Ancient Kemetic kings and queens were both governmental and spiritual leaders. The king and queen were considered divinities that were placed in the position to minister for the supreme being. Thus, their duty was to uphold the principles of Maat (truth, righteousness, and order.) Because the principles of Maat were the foundation of both secular and non-secular aspects of ancient Kemet, the society flourished for thousands of years.
The philosophy of Shetaut Neter can be summarized in 4 teachings:
* Pa Neter ua ua Neberdjer m neteru
There is one supreme being, Neberdjer, who is all encompassing. As the all-encompassing Supreme Being, Neberdjer includes the entire universe and the gods/goddesses. Neberdjer is abstract, and cannot be touched with ordinary thought. Through learning about the lower divinities, we learn about Neberdjer.
* An Maat sui saiu set s khemn
Maat refers to harmony, balance, and righteousness, while Khemn refers to ignorance. When people act unrighteously, negative qualities develop within the mind that are referred to as the “afflictions of set.” Thee include qualities such as anger, lust, jealousy, and hatred. These blind people from seeing the Truth.
* S uashu s nafu n saiu set
Fetters of the personality, or afflictions of Set, cause people to become conscious of their egoistic, mortal self. Thus, the afflictions of Set must be cured before we can express divine consciousness. The cure begins with developing purity of heart and righteousness that develops through the practice of uashu/ushet, or devotion to the divine.

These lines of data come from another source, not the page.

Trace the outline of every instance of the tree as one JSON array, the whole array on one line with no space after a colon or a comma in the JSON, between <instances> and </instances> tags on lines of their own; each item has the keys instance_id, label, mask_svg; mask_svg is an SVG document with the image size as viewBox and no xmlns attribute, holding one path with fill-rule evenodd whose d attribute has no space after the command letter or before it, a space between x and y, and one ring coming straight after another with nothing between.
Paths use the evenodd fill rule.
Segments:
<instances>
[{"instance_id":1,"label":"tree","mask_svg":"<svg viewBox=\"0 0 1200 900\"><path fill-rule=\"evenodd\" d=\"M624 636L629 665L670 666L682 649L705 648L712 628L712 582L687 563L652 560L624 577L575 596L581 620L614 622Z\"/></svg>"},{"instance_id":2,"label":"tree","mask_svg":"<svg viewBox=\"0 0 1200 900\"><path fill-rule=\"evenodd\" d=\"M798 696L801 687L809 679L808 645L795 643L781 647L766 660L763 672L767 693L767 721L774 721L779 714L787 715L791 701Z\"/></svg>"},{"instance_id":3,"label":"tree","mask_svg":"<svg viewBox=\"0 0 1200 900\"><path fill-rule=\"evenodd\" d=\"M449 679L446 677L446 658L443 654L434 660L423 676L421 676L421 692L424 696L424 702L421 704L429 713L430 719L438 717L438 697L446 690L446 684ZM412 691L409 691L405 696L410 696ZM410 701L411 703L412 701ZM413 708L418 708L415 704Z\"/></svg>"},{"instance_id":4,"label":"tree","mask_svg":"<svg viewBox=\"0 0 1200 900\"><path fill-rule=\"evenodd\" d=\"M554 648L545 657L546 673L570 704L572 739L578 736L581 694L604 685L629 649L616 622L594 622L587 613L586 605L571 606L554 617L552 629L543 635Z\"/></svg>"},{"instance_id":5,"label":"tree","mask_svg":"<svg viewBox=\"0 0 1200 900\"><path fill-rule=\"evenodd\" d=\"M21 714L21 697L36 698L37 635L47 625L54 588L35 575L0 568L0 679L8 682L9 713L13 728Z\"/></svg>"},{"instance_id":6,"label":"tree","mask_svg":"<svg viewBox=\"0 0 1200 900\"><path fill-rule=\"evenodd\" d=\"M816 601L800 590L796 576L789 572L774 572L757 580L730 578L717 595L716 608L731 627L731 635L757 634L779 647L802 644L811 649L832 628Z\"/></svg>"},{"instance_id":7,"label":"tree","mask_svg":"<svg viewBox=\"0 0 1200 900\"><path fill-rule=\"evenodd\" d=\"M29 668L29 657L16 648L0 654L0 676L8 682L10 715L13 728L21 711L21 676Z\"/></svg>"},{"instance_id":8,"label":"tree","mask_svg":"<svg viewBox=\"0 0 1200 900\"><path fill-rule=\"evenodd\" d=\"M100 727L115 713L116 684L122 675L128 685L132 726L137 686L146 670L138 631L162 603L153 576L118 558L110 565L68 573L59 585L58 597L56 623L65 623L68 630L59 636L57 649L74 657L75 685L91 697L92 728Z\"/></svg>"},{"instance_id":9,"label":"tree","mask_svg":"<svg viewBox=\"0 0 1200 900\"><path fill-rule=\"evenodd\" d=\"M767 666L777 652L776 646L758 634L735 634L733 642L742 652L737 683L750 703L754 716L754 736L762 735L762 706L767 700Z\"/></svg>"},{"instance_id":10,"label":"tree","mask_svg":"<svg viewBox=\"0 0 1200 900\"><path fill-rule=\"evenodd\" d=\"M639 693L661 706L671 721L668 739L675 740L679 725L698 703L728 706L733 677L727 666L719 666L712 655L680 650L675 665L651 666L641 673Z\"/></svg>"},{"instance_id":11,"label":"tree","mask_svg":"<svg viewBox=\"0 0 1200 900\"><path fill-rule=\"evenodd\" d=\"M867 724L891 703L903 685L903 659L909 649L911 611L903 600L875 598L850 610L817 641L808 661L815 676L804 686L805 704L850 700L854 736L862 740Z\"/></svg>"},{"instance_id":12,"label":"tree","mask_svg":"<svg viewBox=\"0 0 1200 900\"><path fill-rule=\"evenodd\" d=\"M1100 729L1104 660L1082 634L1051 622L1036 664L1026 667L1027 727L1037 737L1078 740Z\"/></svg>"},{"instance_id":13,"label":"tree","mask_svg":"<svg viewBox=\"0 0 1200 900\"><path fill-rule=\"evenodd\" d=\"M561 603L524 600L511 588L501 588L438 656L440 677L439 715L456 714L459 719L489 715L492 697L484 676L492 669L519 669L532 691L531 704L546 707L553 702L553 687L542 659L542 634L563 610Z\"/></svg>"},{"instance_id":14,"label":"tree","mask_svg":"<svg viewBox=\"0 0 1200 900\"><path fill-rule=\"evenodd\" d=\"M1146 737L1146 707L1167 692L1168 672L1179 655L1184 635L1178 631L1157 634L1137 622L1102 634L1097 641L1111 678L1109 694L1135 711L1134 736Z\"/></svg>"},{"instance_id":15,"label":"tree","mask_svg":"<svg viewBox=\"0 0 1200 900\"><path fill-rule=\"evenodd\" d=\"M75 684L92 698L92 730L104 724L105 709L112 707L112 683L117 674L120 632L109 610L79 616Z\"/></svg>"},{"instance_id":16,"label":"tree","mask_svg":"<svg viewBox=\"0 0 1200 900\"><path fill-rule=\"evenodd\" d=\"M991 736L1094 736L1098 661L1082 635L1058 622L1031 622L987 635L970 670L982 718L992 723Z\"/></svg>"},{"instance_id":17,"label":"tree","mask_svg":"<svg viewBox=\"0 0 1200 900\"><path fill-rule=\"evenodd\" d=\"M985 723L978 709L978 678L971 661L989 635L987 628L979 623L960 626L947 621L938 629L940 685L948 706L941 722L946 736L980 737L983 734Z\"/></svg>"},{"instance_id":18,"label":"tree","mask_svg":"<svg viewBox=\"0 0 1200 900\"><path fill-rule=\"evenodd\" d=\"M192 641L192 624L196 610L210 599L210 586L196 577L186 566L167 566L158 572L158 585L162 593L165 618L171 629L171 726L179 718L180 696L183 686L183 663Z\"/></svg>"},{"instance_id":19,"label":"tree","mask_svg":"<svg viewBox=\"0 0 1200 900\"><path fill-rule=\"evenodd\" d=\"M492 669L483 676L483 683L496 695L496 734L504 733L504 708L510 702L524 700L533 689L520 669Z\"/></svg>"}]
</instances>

* Ari shedy rekh ab m makheru
Practicing the Shedy disciplines leads to knowledge of the higher Self, or being “true of speech.” When one becomess established in Truth, the spirit is awakened and one becomes an “akhu” or enlightened being.
3) One impressive statement in the video was that our acts on earth are no more than a dream. Another was the reminder that in reality we are immortal, transcendent, and all-encompassing.
Seeing my daily experiences as only a dream makes it much easier to accept situations as they are, without wanting to change them or developing negative qualities such as anger, frustration or impatience in response.
Being increasingly able to accept rather than struggle has brought me a great deal of peace.
Furthermore, the increasing mental clarity gives me greater opportunity to reflect on the concept that I am actually transcendent and all-encompassing.